The Penguins invited 11 decorated veterans to the morning skate, a meet-and-greet in the locker room, lunch in Suite 66 and their game against the Philadelphia Flyers.
Veterans included members of the Wounded Warrior Project and ALS and “Hockey Saves” veterans.
“Just an absolute pleasure to have them here,” defenseman Matt Niskanen said.
Hosting veterans on or around Veterans Day has become tradition for the Penguins, who wore camouflage uniforms during their morning skate and pregame warm-up. The uniforms will be autographed and auctioned at NHL.com.
Proceeds will go to the Wounded Warrior Project, Austin's Military Playroom at the new Naval Hospital Camp Pendleton and the Pittsburgh Penguins Foundation.
“It's really nice getting to know these guys a little bit and hearing about the sacrifices that they have made,” center Joe Vitale said. “It's pretty incredible.”
The veterans also enjoyed their time.
“What an amazing thing they did for us,” Marine Corps Staff Sgt.
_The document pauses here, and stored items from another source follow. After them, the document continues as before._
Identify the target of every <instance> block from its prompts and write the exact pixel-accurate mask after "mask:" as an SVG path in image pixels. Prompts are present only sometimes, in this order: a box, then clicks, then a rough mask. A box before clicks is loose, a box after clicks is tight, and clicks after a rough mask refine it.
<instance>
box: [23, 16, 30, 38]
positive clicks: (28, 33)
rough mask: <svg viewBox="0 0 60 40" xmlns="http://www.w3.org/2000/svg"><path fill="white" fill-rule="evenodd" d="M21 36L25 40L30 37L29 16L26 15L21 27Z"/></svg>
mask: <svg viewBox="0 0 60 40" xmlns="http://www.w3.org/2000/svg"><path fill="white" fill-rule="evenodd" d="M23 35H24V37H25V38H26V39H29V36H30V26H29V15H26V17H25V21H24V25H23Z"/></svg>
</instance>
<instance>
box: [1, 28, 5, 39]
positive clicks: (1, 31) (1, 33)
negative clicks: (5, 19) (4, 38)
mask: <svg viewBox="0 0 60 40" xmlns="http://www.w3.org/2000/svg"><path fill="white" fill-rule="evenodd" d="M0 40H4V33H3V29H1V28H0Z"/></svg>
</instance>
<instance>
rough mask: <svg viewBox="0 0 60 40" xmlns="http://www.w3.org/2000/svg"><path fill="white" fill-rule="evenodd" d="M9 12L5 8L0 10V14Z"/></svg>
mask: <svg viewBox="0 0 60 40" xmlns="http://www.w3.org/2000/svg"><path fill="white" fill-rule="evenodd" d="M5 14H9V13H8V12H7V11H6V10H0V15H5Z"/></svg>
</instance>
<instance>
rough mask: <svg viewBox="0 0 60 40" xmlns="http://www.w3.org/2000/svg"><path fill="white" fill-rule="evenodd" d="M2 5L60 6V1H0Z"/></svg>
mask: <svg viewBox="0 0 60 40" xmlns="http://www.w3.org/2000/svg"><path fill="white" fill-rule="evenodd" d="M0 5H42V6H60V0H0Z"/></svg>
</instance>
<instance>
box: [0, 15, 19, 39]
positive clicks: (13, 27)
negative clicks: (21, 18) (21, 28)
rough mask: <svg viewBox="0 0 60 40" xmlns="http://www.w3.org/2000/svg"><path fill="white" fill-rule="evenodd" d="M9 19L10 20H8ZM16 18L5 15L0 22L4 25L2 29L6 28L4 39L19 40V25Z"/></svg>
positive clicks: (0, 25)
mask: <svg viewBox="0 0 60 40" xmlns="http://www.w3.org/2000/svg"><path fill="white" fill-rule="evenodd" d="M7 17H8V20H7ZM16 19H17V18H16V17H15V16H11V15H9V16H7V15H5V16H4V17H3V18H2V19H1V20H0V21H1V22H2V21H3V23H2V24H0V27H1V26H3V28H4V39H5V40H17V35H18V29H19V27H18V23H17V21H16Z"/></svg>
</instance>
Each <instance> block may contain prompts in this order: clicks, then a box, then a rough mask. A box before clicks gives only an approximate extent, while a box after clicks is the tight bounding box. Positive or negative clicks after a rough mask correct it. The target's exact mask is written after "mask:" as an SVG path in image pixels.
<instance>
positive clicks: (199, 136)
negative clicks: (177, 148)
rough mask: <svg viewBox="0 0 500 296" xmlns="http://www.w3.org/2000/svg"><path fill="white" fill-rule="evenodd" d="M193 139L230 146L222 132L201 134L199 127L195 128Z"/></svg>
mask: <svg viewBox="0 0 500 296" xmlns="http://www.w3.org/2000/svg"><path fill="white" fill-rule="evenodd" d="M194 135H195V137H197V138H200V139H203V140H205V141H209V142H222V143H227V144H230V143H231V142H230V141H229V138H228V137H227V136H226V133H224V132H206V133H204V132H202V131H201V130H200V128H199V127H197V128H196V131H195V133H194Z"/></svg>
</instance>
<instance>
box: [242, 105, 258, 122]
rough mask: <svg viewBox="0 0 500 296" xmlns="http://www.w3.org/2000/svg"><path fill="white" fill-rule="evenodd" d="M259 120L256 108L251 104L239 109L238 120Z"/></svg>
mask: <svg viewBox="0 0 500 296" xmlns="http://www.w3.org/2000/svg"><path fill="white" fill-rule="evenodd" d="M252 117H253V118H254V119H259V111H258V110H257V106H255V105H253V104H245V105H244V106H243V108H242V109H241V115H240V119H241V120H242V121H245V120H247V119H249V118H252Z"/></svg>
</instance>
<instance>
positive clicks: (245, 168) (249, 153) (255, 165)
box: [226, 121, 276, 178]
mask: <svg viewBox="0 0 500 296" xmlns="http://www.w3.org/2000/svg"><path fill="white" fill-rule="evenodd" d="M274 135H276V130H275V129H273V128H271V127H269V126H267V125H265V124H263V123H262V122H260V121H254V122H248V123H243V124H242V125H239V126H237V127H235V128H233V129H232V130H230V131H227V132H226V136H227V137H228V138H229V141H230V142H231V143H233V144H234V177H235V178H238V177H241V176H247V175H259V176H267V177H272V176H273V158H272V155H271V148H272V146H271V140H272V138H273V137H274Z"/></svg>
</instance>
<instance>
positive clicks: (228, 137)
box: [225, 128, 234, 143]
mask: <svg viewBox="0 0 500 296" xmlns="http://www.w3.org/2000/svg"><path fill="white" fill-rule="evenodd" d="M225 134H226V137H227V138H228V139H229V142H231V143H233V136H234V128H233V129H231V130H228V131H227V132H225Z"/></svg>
Brian Baum said. “I can't think of anything better than meeting these guys and getting to see them play up close.”
Niskanen said the veterans are “the very definition of what it is to be a hero.”
Army Staff Sgt. John Isenberg is a member of the Hockey Saves program, which is a bridge between American troops and the sport many of them love.
He is delighted the Penguins have made such a fuss over veterans.
“I owe me being here to the Hockey Saves program,” he said. “And the more I'm around hockey, the more I realize what wonderful dudes there are in this game.”
Penguins coach Dan Bylsma, who will coach the U.S. hockey team in the 2014 Winter Olympics, delayed his daily news conference so he could meet the veterans.
“The true lesson is from them and their sacrifice,” Bylsma said. “What they've given is something we can't match. We certainly appreciate that from them, and hopefully we showed them today.”